Di semester pertama, dia sangat fokus pada studinya. Belakangan, di akhir semester pertama, pikirannya untuk bertemu Khun Mae Acariya Chandra muncul kembali. Jadi, dia memutuskan untuk kembali ke Wat Paknam lagi pada Oktober 1963, tetapi masih tidak berhasil menemukannya. Kemudian, seseorang menyarankan bahwa, jika dia ingin belajar bagaimana bermeditasi dengan serius, dia harus belajar dari seorang biksu senior yang dengan senang hati akan mengajarkan Teknik Meditasi Dhammakāya. Setelah berlatih meditasi untuk jangka waktu tertentu, ia menemukan, dari sesama meditator pada usia yang sama, bahwa Khun Mae Acariya Chandra adalah Guru Chandra. Jadi, dia dibawa untuk bertemu Guru Chandra. Akhirnya, mereka berdua memiliki kesempatan untuk bertemu satu sama lain.

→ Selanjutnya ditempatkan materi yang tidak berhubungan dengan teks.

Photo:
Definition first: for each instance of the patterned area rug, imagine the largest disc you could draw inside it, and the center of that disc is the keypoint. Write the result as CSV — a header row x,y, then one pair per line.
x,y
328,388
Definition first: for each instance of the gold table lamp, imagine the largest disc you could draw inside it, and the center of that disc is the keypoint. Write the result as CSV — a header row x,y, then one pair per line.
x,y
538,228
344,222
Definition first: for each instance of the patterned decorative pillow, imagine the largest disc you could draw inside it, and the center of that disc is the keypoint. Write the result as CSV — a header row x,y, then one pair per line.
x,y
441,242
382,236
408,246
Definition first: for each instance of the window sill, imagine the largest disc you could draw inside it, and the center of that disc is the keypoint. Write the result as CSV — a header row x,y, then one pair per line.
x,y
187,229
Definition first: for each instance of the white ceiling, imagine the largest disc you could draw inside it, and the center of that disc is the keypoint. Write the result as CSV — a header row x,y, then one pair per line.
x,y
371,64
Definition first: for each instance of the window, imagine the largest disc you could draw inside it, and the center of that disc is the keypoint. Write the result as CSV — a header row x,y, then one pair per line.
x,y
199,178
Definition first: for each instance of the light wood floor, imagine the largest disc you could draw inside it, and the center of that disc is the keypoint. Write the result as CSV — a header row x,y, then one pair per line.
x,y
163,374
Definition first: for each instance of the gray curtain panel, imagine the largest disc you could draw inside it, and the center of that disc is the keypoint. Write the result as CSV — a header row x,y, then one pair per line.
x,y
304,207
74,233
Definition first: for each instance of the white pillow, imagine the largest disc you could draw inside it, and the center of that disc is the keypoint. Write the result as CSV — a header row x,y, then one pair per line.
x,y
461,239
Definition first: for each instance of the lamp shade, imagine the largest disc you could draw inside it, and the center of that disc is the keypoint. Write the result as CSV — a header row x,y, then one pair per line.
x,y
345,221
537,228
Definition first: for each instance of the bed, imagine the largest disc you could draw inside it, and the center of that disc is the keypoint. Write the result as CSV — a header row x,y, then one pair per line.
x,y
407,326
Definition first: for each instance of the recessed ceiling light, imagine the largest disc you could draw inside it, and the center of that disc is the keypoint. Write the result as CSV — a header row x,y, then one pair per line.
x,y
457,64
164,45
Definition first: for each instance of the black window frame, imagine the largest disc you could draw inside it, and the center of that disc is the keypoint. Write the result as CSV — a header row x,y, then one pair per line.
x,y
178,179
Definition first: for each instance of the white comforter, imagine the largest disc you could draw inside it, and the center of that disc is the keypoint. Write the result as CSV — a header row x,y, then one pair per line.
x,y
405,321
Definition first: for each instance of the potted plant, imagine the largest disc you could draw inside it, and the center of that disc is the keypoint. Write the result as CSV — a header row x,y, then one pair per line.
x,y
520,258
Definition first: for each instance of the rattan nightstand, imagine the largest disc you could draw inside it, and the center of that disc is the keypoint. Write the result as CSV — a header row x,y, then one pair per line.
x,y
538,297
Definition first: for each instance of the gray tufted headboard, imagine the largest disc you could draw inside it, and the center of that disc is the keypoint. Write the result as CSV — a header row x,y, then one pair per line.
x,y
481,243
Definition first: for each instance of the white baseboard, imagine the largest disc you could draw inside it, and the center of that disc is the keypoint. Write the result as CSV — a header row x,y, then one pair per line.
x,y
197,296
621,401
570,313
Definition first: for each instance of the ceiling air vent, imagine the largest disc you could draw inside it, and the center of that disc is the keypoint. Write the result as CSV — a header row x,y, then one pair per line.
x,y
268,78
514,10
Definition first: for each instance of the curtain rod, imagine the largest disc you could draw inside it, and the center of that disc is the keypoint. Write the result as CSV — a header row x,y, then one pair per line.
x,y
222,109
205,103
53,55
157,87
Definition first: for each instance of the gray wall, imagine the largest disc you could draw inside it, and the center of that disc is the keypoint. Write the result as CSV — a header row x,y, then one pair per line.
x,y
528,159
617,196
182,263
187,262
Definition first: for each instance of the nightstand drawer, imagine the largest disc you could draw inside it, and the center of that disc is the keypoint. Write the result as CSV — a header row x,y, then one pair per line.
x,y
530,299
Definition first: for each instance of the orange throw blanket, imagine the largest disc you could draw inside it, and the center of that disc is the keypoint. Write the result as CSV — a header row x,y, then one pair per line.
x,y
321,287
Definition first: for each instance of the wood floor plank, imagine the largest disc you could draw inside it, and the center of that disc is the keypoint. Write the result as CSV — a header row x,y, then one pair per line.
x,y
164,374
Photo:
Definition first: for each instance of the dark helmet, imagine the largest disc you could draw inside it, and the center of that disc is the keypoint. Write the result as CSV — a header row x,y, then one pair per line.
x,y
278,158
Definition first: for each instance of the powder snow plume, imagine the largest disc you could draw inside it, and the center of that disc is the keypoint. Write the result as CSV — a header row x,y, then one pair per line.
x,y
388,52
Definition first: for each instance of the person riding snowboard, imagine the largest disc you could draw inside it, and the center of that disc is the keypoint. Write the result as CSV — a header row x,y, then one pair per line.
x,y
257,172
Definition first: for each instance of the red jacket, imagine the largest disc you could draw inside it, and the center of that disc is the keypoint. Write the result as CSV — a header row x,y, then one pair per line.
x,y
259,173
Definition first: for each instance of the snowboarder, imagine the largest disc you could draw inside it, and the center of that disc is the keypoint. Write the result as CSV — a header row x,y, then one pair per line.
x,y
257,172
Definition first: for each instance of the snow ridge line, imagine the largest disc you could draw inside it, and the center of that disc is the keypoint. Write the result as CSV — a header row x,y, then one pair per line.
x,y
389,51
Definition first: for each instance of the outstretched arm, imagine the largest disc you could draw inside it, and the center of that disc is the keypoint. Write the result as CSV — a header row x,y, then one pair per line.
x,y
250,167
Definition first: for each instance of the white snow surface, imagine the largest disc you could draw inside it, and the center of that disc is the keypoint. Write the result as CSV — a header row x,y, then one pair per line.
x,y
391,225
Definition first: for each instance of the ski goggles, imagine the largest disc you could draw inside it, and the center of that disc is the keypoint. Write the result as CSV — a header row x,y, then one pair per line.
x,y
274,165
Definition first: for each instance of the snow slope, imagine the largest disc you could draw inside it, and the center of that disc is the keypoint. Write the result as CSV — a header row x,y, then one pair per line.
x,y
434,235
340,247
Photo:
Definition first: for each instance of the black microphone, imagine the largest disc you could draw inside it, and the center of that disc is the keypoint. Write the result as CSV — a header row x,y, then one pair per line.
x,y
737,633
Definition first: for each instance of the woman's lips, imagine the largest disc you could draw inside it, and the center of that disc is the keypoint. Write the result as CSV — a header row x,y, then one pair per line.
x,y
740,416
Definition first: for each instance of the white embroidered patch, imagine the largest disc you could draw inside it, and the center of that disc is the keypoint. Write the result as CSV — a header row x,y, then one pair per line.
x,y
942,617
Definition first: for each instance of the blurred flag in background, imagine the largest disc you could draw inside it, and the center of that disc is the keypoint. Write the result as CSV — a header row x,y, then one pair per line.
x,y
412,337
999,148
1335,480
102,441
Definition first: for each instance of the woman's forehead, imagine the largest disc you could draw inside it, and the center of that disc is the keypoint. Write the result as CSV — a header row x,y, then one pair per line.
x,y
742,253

Menemukan Guru yang menunjukkan Jalan Menuju Kedamaian
Saat pertama kali bertemu Khun Yay (Khun Mae Acariya Chandra), dia berusia lima puluh tiga tahun. Dia tampak seperti biarawati biasa, yang sangat kurus, tetapi matanya cemerlang dan cerah; tanda seseorang dengan pengetahuan yang ekstrim. Dia tegas, kuat, kuat, dan penuh dengan kebaikan. Meskipun dia tidak berpendidikan atau melek huruf, dia dapat memberikan jawaban yang jelas dan mendalam atas pertanyaan-pertanyaan Dhamma yang mendalam. Jawabannya yang mendalam mencerahkan pikiran orang, membuat mereka berhenti dan berpikir dan menyingkirkan mereka dari pengaruh kuat cara dunia.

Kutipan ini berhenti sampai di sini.